Totally - The other really nice thing about Golang "type-system" ecosystem is their native ast in the stdlib. You can do so many amazing things from there. Infact if you pledge your life to Go (which I think I have atleast for now) starting from Go and generating everything outwards is not necessarily a bad strategy.


On this “types first across languages”, I’ve been hacking on something in that vein called Kumi (typed calculation schemas compiled to Ruby/JS). Tiny demo here https://kumi-play-web.fly.dev


Hot damn. Id love to hear the origin story of this.


I am still thinking about some blog post about all the journey but I have never wrote one of those, but see here some write-up I did on a reddit post https://www.reddit.com/r/Compilers/s/osaVyUgvUf


GraphQL has been my holy grail for this. Easy to grok, easy to build types for various languages and keep everything in sync.


GraphQL is awesome if you are a frontend engineer. GraphQL is terrible if you are a backend engineer - https://bessey.dev/blog/2024/05/24/why-im-over-graphql


Eh, a lot of those problems have solutions, and some are more theoretical.

Yes, if you design your graph to allow something like `tags -> relatedTags -> relatedTags` ad infinitum you can let your clients build a performance problem. So why not have just a top-level `getRelatedTags(tagName)` query? Or a `getRelatedArticles(articleId)` query? Just because you can have things nested doesn't mean you need to have all the things nested.

The bulk of our REST API is backed by some Rails gem, which allows for a `fields` param. Those `fields` can be deep. As in you could write `getComments?id=1234fields=user.orders`, but do you know what we do? Don't expose `orders` as a field on `User`.


> Don't expose `orders` as a field on `User`.

Why not use Open API then?


- I've never found any openapi/ swagger generated client as easy to use as a graphql client

- graphql solves a lot of other problems when querying microservices

- graphql gives us PR-level alerts on whether any schema changes are safe

- graphql actually manages our front-end query caching / updating quite nicely


Type-first is cool. But I think I'll always aim to avoid gRPC, at least in part because grpc-web was so completely broken. I also have an instinctive aversion to binary formats. YMMV, just my PoV.


I’ve had a lot of success with grpc web. Had to patch a couple of things along the way. My biggest misgiving is thinking having bigints would be a good idea (it is not a good idea). Aside from that though, I’ve been happy with it. What felt broken to you?


One thing I still struggle to this day is the float/long conversion from json <-> proto. It somehow works and I still untangle the feeling of magic.

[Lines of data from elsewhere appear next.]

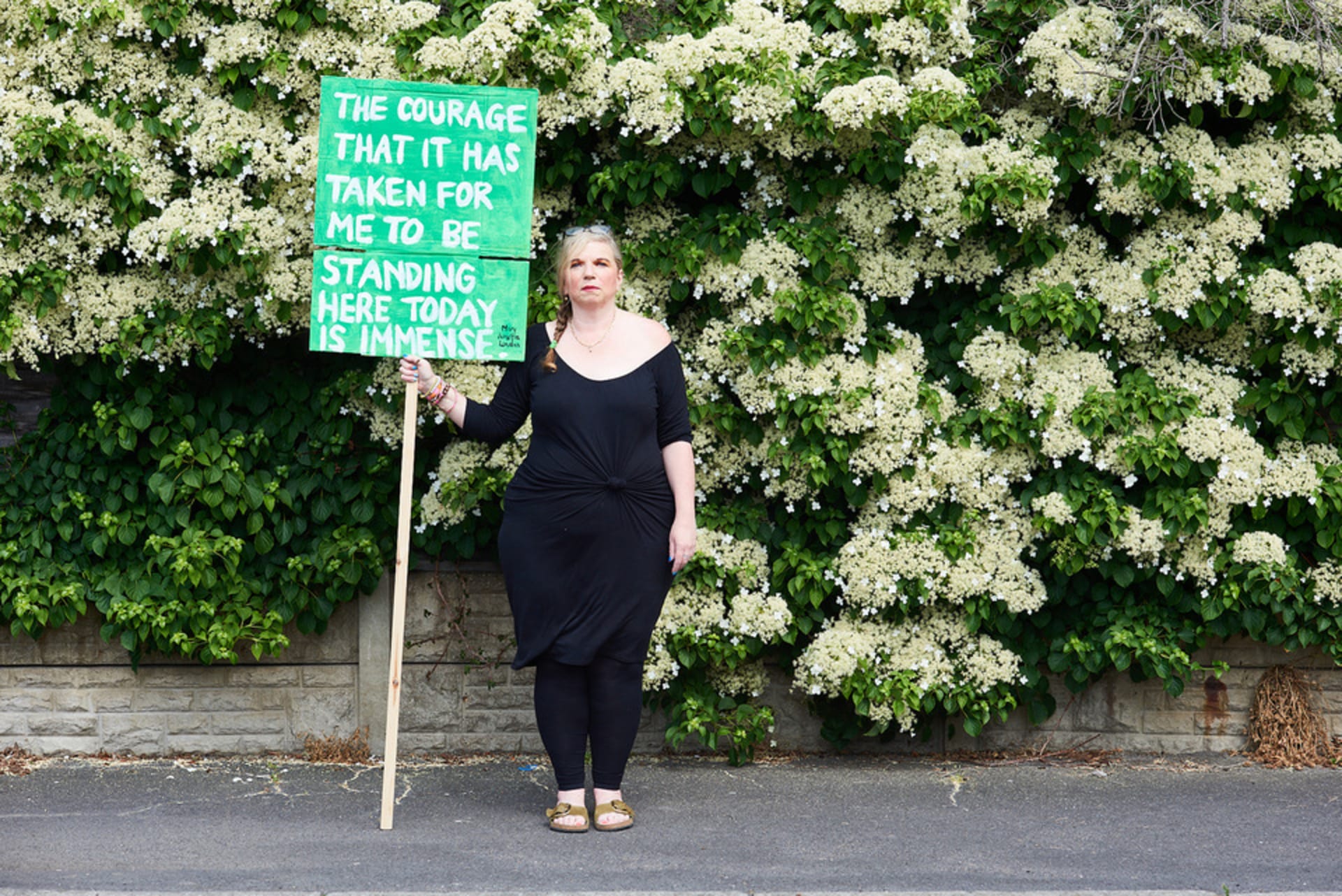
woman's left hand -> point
(682, 544)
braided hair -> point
(575, 242)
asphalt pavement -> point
(1126, 824)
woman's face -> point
(592, 275)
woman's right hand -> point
(419, 372)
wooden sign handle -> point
(403, 563)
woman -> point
(598, 518)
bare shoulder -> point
(650, 333)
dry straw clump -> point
(15, 761)
(1286, 726)
(333, 747)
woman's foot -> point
(570, 811)
(612, 813)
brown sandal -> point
(564, 811)
(618, 807)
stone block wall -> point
(71, 693)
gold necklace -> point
(589, 347)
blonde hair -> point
(575, 240)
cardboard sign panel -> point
(426, 168)
(431, 306)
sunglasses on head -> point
(600, 230)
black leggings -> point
(573, 703)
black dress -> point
(588, 514)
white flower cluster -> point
(700, 611)
(1259, 549)
(937, 652)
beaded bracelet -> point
(435, 395)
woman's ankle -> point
(572, 797)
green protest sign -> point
(434, 184)
(426, 168)
(433, 306)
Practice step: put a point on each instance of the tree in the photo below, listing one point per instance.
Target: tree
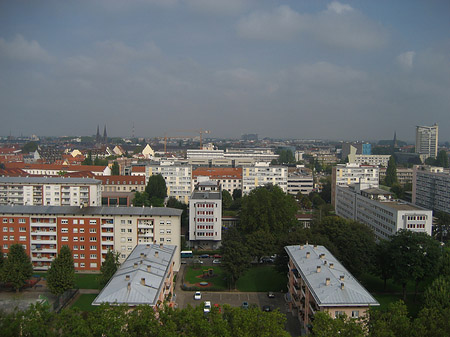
(109, 267)
(115, 170)
(416, 256)
(17, 267)
(156, 187)
(442, 159)
(325, 326)
(61, 275)
(391, 172)
(226, 199)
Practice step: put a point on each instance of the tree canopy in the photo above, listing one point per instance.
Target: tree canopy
(61, 275)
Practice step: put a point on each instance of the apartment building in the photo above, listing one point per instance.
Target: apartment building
(178, 178)
(262, 174)
(431, 188)
(51, 191)
(318, 282)
(346, 174)
(145, 277)
(427, 138)
(377, 209)
(88, 231)
(229, 178)
(205, 215)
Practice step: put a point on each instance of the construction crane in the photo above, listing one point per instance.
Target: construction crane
(200, 132)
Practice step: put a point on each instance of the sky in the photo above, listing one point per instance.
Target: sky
(303, 69)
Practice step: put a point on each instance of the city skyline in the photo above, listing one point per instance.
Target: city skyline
(292, 69)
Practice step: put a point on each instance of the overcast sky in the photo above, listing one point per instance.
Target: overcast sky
(285, 69)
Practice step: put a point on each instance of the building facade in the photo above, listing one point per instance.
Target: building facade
(205, 215)
(431, 188)
(51, 191)
(318, 282)
(88, 231)
(427, 138)
(379, 211)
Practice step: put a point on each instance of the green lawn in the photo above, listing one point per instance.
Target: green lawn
(84, 302)
(218, 281)
(262, 278)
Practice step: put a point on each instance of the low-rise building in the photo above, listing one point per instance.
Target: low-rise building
(318, 282)
(88, 231)
(145, 277)
(377, 209)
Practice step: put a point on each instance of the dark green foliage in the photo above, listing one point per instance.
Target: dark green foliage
(29, 147)
(115, 170)
(442, 159)
(61, 275)
(109, 267)
(391, 172)
(17, 267)
(227, 200)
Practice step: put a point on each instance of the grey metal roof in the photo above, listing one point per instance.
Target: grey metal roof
(48, 180)
(133, 283)
(206, 195)
(353, 294)
(142, 211)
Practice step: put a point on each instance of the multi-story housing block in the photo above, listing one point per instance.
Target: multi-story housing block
(318, 282)
(51, 191)
(145, 277)
(431, 188)
(262, 174)
(377, 209)
(88, 231)
(178, 178)
(205, 215)
(427, 138)
(346, 174)
(229, 178)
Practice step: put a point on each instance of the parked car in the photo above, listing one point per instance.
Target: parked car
(197, 295)
(207, 307)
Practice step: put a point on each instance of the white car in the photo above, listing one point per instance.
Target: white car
(207, 307)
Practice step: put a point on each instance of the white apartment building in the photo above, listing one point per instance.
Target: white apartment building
(298, 182)
(431, 188)
(53, 191)
(347, 174)
(384, 215)
(427, 138)
(263, 173)
(178, 178)
(205, 215)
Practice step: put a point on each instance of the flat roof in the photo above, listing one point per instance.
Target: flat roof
(47, 180)
(142, 211)
(140, 278)
(353, 293)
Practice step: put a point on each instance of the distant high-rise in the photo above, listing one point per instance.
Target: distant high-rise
(427, 140)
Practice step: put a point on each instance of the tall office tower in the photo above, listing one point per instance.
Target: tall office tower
(427, 140)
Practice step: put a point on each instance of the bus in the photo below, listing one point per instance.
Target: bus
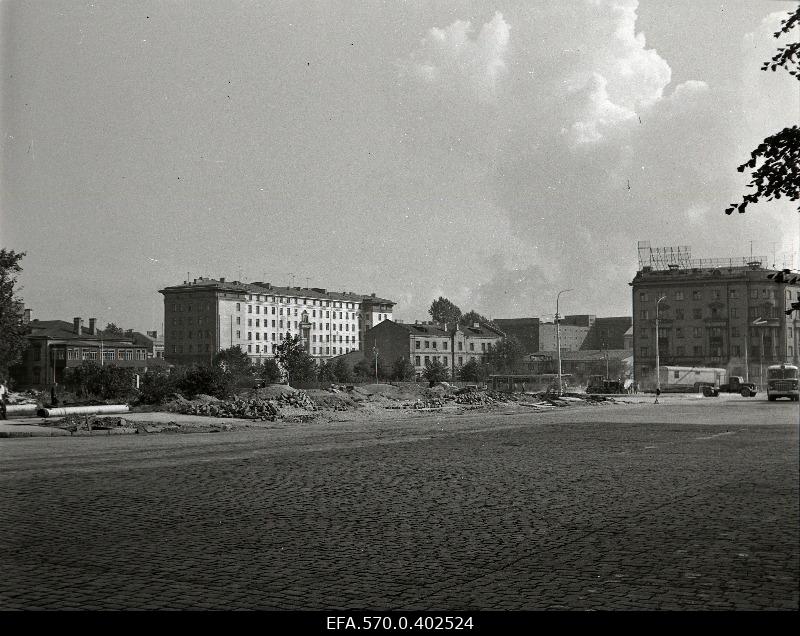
(782, 381)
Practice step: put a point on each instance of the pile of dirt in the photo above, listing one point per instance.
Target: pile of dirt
(242, 407)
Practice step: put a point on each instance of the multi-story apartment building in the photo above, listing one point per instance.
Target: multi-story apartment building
(206, 315)
(714, 313)
(577, 332)
(424, 342)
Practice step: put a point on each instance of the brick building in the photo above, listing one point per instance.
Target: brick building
(204, 316)
(715, 313)
(423, 342)
(57, 345)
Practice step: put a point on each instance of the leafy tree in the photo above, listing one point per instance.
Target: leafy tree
(435, 371)
(363, 370)
(293, 358)
(779, 173)
(107, 382)
(12, 331)
(471, 372)
(506, 355)
(233, 359)
(442, 310)
(208, 380)
(269, 372)
(403, 370)
(112, 330)
(471, 317)
(341, 371)
(155, 385)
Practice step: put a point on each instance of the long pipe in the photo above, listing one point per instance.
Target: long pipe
(84, 410)
(21, 409)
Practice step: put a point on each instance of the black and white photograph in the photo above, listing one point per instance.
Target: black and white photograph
(400, 315)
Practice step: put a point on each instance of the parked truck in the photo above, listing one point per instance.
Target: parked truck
(736, 384)
(690, 379)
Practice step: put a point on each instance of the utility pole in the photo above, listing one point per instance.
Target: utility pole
(658, 364)
(558, 340)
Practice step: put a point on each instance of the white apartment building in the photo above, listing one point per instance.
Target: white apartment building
(205, 315)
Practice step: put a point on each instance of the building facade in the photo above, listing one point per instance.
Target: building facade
(725, 314)
(204, 316)
(577, 332)
(54, 346)
(424, 342)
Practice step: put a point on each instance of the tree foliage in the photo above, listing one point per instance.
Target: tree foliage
(112, 330)
(506, 355)
(292, 357)
(778, 175)
(435, 371)
(444, 311)
(471, 371)
(471, 317)
(403, 370)
(12, 331)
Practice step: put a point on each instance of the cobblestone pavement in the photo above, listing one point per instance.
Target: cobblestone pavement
(686, 505)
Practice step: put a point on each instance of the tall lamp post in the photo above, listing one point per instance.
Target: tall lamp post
(756, 322)
(658, 360)
(558, 340)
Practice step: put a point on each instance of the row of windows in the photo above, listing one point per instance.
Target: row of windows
(432, 344)
(714, 294)
(423, 360)
(716, 351)
(770, 312)
(108, 354)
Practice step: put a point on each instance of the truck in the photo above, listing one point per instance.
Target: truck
(690, 379)
(599, 384)
(735, 384)
(782, 381)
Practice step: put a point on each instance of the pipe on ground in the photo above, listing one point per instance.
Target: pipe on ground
(84, 410)
(21, 409)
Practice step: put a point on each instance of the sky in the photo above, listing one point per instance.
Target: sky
(493, 153)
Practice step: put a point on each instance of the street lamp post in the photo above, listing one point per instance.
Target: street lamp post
(658, 361)
(558, 340)
(756, 322)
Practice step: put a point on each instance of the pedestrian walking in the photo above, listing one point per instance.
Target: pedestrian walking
(3, 398)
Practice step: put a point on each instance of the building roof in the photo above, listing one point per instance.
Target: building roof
(258, 287)
(63, 330)
(440, 330)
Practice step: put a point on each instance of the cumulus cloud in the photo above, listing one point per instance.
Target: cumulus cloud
(450, 56)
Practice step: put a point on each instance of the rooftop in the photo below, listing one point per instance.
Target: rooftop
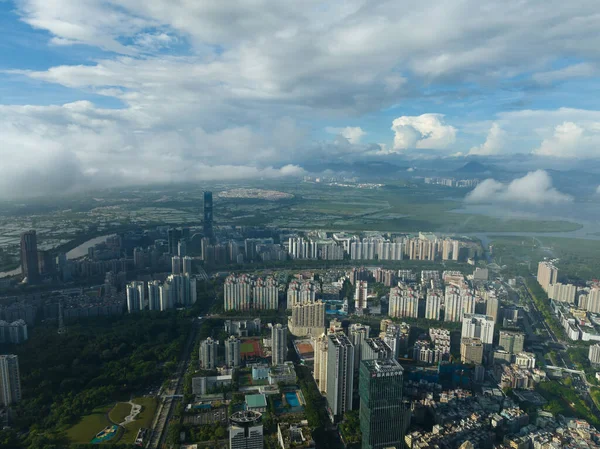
(256, 400)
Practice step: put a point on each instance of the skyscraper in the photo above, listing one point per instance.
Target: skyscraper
(154, 295)
(279, 343)
(478, 326)
(511, 341)
(340, 374)
(547, 274)
(208, 215)
(246, 430)
(135, 296)
(471, 350)
(232, 351)
(383, 416)
(29, 257)
(10, 380)
(208, 353)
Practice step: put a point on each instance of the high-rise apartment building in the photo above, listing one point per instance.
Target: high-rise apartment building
(404, 302)
(279, 344)
(383, 415)
(511, 342)
(175, 265)
(357, 333)
(471, 350)
(340, 374)
(29, 257)
(299, 292)
(478, 326)
(547, 274)
(360, 296)
(320, 369)
(246, 430)
(375, 348)
(208, 353)
(135, 296)
(154, 295)
(307, 318)
(10, 380)
(232, 352)
(433, 306)
(594, 354)
(248, 293)
(208, 215)
(562, 292)
(187, 265)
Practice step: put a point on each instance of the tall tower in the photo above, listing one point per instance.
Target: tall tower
(208, 353)
(232, 351)
(29, 258)
(383, 416)
(208, 215)
(10, 380)
(279, 343)
(246, 430)
(340, 373)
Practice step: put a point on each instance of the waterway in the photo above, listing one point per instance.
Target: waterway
(75, 253)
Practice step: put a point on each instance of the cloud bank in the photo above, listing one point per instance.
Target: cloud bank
(535, 188)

Its generated "TypeScript"... wasn't.


+1 Couple of things I really hate about proto - No generics/templates. No composition of services or mixins (you do have composition in messages but that feels very limited). Also the clunkiness around having to declare more things (try a repeated map field or a map of repeated fields).

My comment about protos was just the spec (and was seperating the binary formats as a different concern). But your concerns are pretty valid.